Hier, en bij de weerlegging van de geseculariseerde godsdienstkritiek, is Lasch trouwens op zijn sterkst. Religie is niet louter een complex van dogma’s en plaatst ook niet, zoals zo veel religie-critici menen, de mens in het middelpunt van de kosmos. Integendeel, de ware religieuze beleving impliceert juist een bereidheid volledig af te zien van de comfortabele gedachte dat de bedoelingen van de Albeweger sporen met die van de nietige mens. 
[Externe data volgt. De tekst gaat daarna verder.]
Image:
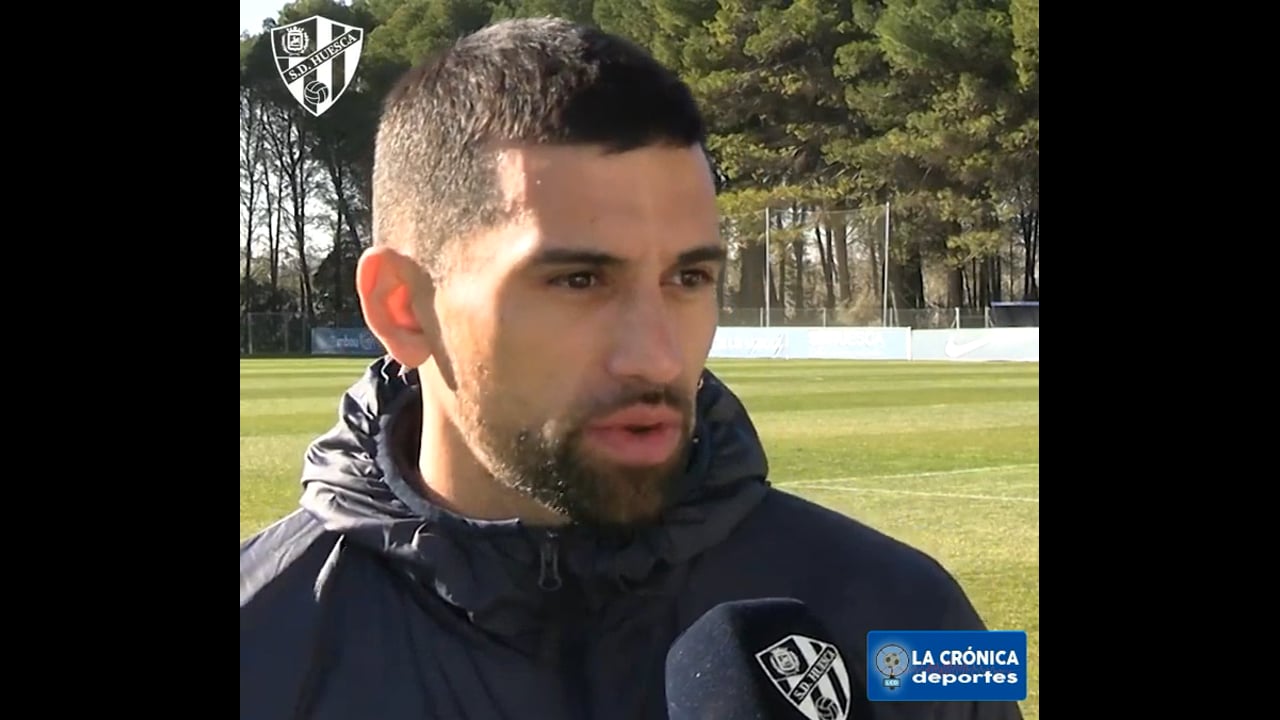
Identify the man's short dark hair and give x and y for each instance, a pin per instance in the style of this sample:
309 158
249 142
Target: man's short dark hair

Lasch’ laatste boodschap aan deze zondige en verdoemde wereld bevat zeker stof tot overdenking — het is bijvoorbeeld prettig eens een Amerikaanse hoogleraar te horen klagen over het onstuitbare verval van het universitaire leven aldaar! — maar het is tegelijk treurig dat deze oude, doodzieke man aan het einde van zijn leven in een zo onintelligent conspiratiedenken verstrikt is geraakt. De scherpzinnige cultuur-criticus van The Culture of Narcissism is geëindigd als een hardhorende predikant en een rancuneuze intellectueel. Zoals wel vaker gebeurt met grote denkers en kunstenaars heeft ook Lasch met zijn laatste werk afbreuk aan zijn eigen intellectuele statuur gedaan. Er moeten betere manieren zijn om je laatste levensdagen door te brengen dan met het schrijven van dit soort boeken. Een béétje van de levenskunst van Eddy en Patsy zou je de man toch gegund hebben.